Swordfish is one of those action movies that doesn’t obey the laws of physics or good screenwriting, but still makes you smile (as you’re shaking your head) because it’s so over-the-top.

Jackman the Hack-Man

Halle Berry and Hugh Jackman hold an X-Men reunion in SwordfishJohn Travolta is Gabriel Shear, a greasy-haired megalomaniacal terrorist. He recruits the world’s best hacker to get at a forgotten government bank account. But Gabriel also has a mean streak, and his plan involves using hostages to get the bandwidth needed to hack into a nine billion dollar account. (The less you know about computers, the more plausible the plot will sound.)

Stan (Hugh Jackman, fresh off his X-Men debut) is the hacker. He’s been arrested before, and as part of his probation, he’s not allowed to touch a computer. But Gabriel’s money and his lovely assistant Ginger (Halle Berry, also fresh from X-Men), convince him to break parole. (Screenwriter Skip Woods helps to convince Stan by writing him a daughter, then threatening her life.)

Jackman looks like a young Clint Eastwood but with more smirk and less grimace. He upstages Travolta in the good looks department, and he’s even able to make some of the movie’s stupider moments more palatable (like a montage of him computer hacking, usually a visually boring undertaking).

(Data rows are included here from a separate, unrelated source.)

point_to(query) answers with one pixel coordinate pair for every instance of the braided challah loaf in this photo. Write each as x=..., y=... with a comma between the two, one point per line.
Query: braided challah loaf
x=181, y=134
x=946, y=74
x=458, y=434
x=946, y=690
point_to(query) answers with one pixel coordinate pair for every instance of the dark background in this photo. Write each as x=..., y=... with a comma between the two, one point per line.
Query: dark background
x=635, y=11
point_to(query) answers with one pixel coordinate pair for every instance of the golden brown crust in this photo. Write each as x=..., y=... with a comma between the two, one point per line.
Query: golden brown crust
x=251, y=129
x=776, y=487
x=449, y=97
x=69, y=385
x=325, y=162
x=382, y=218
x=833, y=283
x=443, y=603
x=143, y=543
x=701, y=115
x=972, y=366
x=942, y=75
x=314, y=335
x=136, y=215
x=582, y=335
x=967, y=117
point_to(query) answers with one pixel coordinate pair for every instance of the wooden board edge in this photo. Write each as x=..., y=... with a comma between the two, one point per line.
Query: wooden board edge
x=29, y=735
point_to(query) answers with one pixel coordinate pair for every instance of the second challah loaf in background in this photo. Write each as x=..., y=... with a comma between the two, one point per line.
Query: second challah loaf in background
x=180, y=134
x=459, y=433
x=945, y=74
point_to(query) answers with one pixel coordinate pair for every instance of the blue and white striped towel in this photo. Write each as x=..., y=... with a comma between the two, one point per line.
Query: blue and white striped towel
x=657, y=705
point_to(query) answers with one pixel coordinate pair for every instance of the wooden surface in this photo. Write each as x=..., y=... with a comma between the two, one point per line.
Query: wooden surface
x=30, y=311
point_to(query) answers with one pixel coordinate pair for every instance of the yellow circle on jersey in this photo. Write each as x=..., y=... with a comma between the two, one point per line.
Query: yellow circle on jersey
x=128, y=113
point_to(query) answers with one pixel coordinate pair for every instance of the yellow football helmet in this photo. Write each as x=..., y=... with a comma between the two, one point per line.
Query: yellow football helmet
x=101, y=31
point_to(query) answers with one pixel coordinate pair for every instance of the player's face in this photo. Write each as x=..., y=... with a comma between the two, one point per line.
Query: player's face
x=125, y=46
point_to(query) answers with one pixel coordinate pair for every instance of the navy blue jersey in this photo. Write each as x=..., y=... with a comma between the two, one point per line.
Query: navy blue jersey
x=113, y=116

For his part, Travolta gets to play a smart villain, but only in places. For example, he’s willing to ruthlessly kill hostages, which gives him leverage over the good guys. He even devises a fiendishly clever way to keep the hostages in his realm. Very smart. Unfortunately, the movie itself isn’t half as smart as Gabriel is supposed to be, which makes it hard for him to come across as brilliant. And no, Travolta doesn’t pull off any acting miracles.

Sink or Swim

Swordfish may sound like fun, but it does sink pretty low.

For example, although the opening scene is gripping, we haven’t met any of the characters yet. So rather than evoking genuine concern, the film evokes an indecent curiosity — the same morbid fascination that makes Columbine and Oklahoma City big ratings boosters.

Later, someone describes Gabriel as living “in a world beyond yours” and the movie cuts to Travolta in an expensive-looking sports car, commanding a handful of prostitute/groupies. This shallow, uninspired vision of success and happiness allows Sena to play with the latest cars and show us a screenful of T&A.

Perhaps worst of all, and most embarrassing, is a scene of Halle Berry flashing her tits for Hugh Jackman as the camera leers and lingers. The nudity is completely gratuitous, an apt reminder that summer movies are aimed at immature men.

May I Recommend the Swordfish?

So Swordfish isn’t a very good movie. Yet in spite of its obvious, visible flaws, the movie works viscerally, both at the beginning, and toward the end after a two-act flashback. The final (and opening) scene of a bank robbery and hostage negotiation drew me in.

I suppose can halfheartedly recommend it, especially if you’re trying to beat the summer heat in an air-conditioned theater with a nice tall overpriced soft drink.

I can also confidently recommend it if you like loud explosions.